Model Interpretation: If we cannot determine the unique estimates of the parameters, it is challenging to make inference about the estimates.
Model identifiability issues may arise for several reasons such as over or redundant parameterizations of the model or modeling structure (e.g., hierarchical model, constraints), among others.

An example (Everitt & Howell, 2005)

Can you regress $Y$ on $x_1$ , $x_2$ , and $x_3=x_1+x_2$ ?

Let us try to understand the problem. Let us specify the regression model first.

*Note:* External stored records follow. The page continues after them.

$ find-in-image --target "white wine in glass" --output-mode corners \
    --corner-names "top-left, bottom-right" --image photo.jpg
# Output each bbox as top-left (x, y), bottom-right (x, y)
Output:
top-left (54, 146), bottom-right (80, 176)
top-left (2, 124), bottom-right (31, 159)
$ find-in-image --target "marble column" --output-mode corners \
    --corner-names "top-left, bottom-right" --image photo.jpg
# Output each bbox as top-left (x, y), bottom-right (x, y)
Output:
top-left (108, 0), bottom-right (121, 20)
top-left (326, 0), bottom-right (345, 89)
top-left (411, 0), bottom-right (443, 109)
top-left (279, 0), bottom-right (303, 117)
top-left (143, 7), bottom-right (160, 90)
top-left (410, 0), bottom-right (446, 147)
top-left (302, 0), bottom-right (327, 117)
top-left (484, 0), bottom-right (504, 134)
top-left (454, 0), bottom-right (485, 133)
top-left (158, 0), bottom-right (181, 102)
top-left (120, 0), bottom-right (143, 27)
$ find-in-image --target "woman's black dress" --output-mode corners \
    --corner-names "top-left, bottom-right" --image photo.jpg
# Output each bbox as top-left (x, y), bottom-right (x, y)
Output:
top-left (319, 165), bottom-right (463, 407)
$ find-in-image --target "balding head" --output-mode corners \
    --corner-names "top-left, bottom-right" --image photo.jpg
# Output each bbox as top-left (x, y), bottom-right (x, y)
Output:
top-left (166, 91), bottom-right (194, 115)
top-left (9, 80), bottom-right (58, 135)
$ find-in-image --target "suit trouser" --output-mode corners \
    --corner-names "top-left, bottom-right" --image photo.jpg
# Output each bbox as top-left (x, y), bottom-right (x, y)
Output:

$Y=\beta_0+\beta_1x_1+\beta_2x_2+\beta_3x_3+\epsilon$ But,we know that $X_3=X_1+X_2$ . Substituting the value of $X_3$ , $Y=\beta_0+\beta_1 x_1+\beta_2 x_2+\beta_3\left(x_1+x_2\right)+\epsilon$ or, $Y=\beta_0+\left(\beta_1+\beta_3\right) x_1+\left(\beta_2+\beta_3\right) x_2+\epsilon$ or, $Y=\beta_0+\beta_1^{\prime} x_1+\beta_2^{\prime} x_2+\epsilon$ Hence, we were supposed to estimate four parameters, but ended up with three parameters. Furthermore, if we include $x_3$ in the regression model, it will be extremely confusing to interpret the model parameters. This is a classic case of multicollinearity.

It is important to note that identifiability issue is common in all types of statistical models, including CDMs, IRT models,Structural equation modeling etc.

References

Everitt, B., & Howell, D. C. (Eds.). (2005). Encyclopedia of statistics in behavioral science. John Wiley & Sons.